It’s been 16 long years since Josh Homme sent out invitations to a group of musicians to join him out in the high desert for a few days.
The last time it happened was in 2003 and a whole lot has happened for Homme in that time. Queens of the Stone Age has been the cornerstone, but there’s been time served with Them Crooked Vultures, Eagles of Death Metal and numerous other projects. That he’s gone back to this cooperative after all this time is encouraging because with every release Homme puts out, to his credit - whether it’s perceived as a “hit” or “miss”, it’s never rote and it never feels phoned in.
With Volumes 11 & 12 (named Arrivederci Despair and Tightwads & Nitwits & Critics & Heels, respectively), it would seem that Homme is once again ready to let loose the reigns and collaborate with a mix of old folks and new. And the result is The Desert Sessions most cohesive collection of songs to date.
“Move Together” starts off with a rather ominous loop and a beautifully raw falsetto courtesy of ZZ Top’s Billy Gibbons. It’s slow, tantric groove reaches a sexy crescendo before we move into what’s probably the most QOTSA sounding tune of the bunch, “Noses In Roses, Forever”, which would have sounded right at home on the band’s latest offering, Villains.
Homme is, in fact, responsible for lead vocals on only 2 of the 8 tracks on the album (a single release, with 4 tracks comprising each volume). By curtailing his instantly recognizable voice, it really does feel like a true collaborative effort - like Homme’s the genial host of of a party that passed out early, leaving the guests to their own devices and draw their musical dicks on his face.
Highlighting one of these guest vocal performances is Libby Grace, who’s earthy dulcet tone permeates “If You Run”. If there’s a justice on this earth and beyond, we’ll be hearing a lot more from her in the years to come.
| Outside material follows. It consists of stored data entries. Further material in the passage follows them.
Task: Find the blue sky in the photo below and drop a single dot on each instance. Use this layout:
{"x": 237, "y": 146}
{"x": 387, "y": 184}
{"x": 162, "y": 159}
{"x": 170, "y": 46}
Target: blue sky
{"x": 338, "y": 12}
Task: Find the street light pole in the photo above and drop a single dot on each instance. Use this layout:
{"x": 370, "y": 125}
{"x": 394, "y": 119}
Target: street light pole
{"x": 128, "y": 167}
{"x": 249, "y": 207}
Other vocal duties are passed on to the likes of Jake Shears, Royal Blood’s Mike Kerr and the unique stylings of Toornst Hulpft, the Unknown Comic of the proceedings and who’s speculative identity has been the source for many a debate since the album’s release. But in this case, the final product proves that the “who” is secondary to the “what”.
The fact that Desert Sessions vol. 11 & 12 was recorded in just a few days is a glaring reminder that a great album doesn’t need to be overthought and overwrought. Hell, the first Black Sabbath album was recorded in a single day in 1969. Its 50 years later and look what you can accomplish after only a week in the desert.